GT Motorcycles

Reinventing The (Front) Wheel

What happens when you breed a helicopter with a two-wheeler? You get a motorcycle with all-wheel drive.

Philadelphia-based Christini has begun to market a drivetrain that can apply power from the engine to the front wheel of motorcycles. A second chain turns the front wheel so that riders can get through sand, snow, mud or uneven terrain more easily.

“I love it. It is a total advantage,” said Mike Bergman, a professional motocross racer who’s raced twice on motorcycles equipped with Christini’s drivetrain. “Let’s say you come into a rough corner with deep ruts, it will pull you right around it.”

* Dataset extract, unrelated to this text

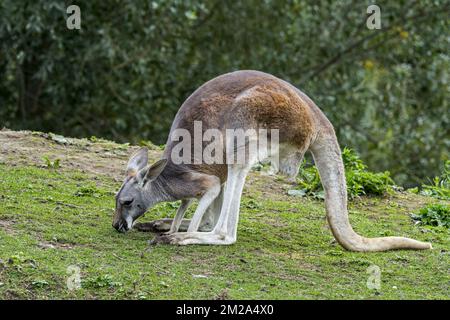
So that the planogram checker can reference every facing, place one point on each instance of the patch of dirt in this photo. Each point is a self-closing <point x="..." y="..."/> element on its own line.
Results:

Christini recently released a version of its drivetrain for some Honda dirt bikes and will soon have a unit that works with off-road motorcycles from KLM. Over the next few years, it hopes to move from selling its system as an aftermarket device to something that is integrated into a motorcycle at a much lower cost at the factory.

Eventually it will also come to street bikes because it can increase safety and handling, according to founder Steve Christini.

“The average rider gets the most benefit out of this,” he said. “The benefit of all-wheel drive is control, stability, safety and cornering. It keeps the front end from washing out.”

The company has all-wheel mountain bikes, too. With bicycles, all-wheel drive allows riders to get up steep slopes without having to stand up and pedal, or down slippery surfaces with less fishtailing.

Although they don’t get near the attention that cars do, inventors actively tinker with the technology behind bikes and motorcycles. Shimano recently came out with an automatic transmission for bikes, and Zero Motorcycles and Vectrix have come out with electric motorcycles.

The all-wheel drive concept sounds simple, but it’s difficult to execute. Large, established manufacturers have tried out different ideas for putting a second chain on the front wheel, but ultimately backed away from coming out with products.

The difficulty was in how to deliver power to the front wheel without disrupting steering and handling. If you attach the chain to one side of the hub, it will pull the front wheel, and hence the rider, in that direction. One manufacturer spent years on a system that would drive the wheel through pressure hydraulics. Hydraulic systems, though, consume lots of power.